We did quite some experiments with PU-foam as core material at some moulded parts (for example building moulded ailerons). I like it wherever weight is not a primary factor and "ease of building" is the dominant criterium. At parts with no interior structure like shearwebs or subspars it works incredibly well.
For us it took a little while until we figured out how to build good parts out of our moulds.
I also am yearning for some low density PU-foam with longer (lets say at least 5min.) potlife but found nothing up to now.
Therefore we needed to cope with this crazy fast stuff and found a - lets call it: "three steps closing procedure".
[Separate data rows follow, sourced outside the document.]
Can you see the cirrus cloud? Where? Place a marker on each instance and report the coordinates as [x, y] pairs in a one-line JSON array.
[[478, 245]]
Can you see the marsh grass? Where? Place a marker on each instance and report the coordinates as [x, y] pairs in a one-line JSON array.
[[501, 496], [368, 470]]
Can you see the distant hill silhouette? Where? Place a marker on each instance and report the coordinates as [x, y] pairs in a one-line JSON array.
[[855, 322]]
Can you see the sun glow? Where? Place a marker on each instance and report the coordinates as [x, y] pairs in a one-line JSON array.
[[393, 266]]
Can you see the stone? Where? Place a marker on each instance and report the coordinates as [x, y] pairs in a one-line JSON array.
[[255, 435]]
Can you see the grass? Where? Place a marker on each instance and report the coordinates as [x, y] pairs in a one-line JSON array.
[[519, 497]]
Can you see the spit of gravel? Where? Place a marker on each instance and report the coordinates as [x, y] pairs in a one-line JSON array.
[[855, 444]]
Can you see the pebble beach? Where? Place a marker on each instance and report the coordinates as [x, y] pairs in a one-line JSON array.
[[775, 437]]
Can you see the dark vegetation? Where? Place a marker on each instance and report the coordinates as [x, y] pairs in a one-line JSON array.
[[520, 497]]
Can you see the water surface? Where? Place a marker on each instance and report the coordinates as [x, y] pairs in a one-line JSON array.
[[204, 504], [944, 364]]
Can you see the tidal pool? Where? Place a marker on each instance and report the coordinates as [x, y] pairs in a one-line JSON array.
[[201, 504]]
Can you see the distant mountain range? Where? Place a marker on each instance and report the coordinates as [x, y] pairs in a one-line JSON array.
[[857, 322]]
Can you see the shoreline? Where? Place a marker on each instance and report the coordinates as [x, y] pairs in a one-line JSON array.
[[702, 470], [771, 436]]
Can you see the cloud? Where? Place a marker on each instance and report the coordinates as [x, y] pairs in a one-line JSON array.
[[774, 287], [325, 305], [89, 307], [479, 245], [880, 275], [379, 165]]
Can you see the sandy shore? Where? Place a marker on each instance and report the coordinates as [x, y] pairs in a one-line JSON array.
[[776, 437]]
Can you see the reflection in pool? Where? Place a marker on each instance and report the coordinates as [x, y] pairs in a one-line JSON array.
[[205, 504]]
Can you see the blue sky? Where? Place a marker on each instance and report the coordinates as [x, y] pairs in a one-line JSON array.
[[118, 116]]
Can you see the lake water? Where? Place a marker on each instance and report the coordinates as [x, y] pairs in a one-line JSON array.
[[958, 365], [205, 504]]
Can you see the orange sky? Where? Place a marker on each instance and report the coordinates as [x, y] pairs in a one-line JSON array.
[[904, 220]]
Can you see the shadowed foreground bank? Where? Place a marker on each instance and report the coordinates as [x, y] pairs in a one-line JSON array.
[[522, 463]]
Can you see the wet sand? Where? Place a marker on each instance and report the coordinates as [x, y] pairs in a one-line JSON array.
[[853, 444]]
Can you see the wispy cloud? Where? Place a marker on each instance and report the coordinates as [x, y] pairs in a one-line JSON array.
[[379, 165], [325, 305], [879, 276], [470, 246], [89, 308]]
We apply thickened epoxy (I use 2 portions of erosil and 1 portion of flox) to the leading edge on both halves of the trimmed parts in the molds. It's about the same thing you'd do when closing a hollow moulded structure.
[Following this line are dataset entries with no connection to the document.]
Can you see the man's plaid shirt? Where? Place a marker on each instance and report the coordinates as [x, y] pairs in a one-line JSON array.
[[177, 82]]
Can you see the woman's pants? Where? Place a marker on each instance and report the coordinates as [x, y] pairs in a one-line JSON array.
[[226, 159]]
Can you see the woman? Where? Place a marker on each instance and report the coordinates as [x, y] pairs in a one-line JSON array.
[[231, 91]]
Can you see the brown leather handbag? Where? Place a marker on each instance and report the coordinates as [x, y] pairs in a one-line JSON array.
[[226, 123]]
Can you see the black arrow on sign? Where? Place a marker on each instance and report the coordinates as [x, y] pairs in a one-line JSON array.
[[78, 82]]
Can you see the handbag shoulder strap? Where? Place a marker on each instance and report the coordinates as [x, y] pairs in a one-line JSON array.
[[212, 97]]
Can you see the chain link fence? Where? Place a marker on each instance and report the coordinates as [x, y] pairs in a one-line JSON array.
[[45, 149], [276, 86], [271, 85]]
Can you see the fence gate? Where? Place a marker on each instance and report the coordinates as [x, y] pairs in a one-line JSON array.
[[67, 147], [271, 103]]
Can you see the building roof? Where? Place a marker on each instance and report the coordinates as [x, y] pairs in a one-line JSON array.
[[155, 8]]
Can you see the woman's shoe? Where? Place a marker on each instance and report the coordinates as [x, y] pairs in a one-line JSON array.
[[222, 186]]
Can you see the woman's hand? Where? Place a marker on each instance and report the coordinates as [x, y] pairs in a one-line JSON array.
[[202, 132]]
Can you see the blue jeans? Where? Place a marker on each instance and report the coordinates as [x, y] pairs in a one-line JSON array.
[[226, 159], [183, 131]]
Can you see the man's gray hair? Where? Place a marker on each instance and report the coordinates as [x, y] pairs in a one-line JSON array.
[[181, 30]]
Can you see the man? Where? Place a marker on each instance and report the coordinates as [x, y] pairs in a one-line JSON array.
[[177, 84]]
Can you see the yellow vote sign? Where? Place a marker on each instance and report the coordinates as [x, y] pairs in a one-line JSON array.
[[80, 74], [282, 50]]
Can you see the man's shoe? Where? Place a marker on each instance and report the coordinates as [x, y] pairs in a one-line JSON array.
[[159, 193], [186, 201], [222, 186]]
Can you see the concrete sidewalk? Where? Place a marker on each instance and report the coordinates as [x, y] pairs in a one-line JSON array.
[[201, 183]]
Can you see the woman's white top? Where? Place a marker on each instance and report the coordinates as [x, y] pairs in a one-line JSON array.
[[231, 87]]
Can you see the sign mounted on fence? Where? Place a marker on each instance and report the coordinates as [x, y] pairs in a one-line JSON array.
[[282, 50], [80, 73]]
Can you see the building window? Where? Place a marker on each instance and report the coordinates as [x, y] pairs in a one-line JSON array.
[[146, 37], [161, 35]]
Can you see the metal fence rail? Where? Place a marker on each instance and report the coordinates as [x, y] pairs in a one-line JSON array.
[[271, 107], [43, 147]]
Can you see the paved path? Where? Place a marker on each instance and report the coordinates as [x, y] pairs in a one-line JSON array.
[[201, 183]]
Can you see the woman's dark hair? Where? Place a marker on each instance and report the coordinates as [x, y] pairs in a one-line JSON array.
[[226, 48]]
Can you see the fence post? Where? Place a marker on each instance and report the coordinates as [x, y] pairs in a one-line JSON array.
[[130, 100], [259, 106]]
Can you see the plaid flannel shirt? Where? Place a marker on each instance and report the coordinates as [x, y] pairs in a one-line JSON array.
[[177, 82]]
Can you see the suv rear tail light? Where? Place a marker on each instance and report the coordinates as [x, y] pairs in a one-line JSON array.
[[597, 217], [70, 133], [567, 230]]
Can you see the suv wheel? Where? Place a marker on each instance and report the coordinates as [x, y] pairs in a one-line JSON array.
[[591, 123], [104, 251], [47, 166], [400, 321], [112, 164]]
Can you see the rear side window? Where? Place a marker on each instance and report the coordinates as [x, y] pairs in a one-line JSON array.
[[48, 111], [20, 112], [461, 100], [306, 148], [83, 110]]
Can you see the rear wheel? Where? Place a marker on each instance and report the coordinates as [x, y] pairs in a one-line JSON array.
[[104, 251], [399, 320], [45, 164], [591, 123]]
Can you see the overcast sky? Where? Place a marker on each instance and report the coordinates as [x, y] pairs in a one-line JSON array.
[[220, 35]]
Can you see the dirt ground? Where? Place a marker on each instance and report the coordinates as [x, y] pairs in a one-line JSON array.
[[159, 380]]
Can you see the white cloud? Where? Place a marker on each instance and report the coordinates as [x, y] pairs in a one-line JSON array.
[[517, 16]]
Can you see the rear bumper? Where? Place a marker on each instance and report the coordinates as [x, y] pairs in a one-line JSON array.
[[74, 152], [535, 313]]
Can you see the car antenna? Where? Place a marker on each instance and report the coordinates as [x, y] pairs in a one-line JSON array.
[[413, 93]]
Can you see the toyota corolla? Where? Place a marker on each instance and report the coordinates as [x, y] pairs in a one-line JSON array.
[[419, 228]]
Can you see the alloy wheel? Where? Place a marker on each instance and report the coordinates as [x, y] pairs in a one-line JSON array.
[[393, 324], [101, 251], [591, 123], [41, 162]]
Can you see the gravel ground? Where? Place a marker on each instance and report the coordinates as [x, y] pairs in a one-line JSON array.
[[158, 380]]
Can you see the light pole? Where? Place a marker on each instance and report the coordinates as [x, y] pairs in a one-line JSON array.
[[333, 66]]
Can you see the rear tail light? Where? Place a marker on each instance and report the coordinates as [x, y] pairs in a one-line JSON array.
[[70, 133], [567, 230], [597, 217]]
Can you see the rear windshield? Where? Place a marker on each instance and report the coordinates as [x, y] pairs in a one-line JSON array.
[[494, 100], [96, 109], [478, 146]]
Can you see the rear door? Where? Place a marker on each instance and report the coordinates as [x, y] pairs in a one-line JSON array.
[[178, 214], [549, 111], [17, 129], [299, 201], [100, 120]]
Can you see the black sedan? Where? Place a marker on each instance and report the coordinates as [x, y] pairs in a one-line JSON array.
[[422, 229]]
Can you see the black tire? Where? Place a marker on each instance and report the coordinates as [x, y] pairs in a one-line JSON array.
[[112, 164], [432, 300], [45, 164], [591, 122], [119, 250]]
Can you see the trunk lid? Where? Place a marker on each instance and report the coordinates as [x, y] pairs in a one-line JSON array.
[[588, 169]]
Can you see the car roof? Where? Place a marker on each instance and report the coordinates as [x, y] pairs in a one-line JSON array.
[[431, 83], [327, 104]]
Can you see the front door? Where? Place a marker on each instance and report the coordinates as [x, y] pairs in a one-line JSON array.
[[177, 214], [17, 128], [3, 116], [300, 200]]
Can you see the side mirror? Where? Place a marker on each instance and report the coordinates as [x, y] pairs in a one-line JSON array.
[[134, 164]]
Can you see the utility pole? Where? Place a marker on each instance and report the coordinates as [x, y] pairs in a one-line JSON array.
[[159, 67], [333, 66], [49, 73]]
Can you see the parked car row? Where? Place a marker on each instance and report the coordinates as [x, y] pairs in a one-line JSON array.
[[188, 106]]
Then we wait for the epoxy to reach its gel-time. That's about 2 times its potlife but tests should give you the right moment. It's perfect when the "epoxy-worm" barely sticks to your glove anymore but still is soft enough to fully close the mould.
We use a wide brush (1.5 - 2 inch) and apply fresh epoxy to the vacuumed and cured skins. This epoxy is mixed with about 3% of foaming agent.
It helps especially on the trailing edges but as well with bonding the PU-foam to the wingskins. I was researching about combining PU and EP systems and found nothing accurate, so I gave it a try ... and it worked.
Pour and brush in the PU-foam like you used to do it, just be a little more careful at the leading edge.
With this technique the leading edges are solid. The expanding PU-foam has no real chance to push the epoxy onto the parting board because it is already to thick to move.
Give it a try! ...and keep up the good work!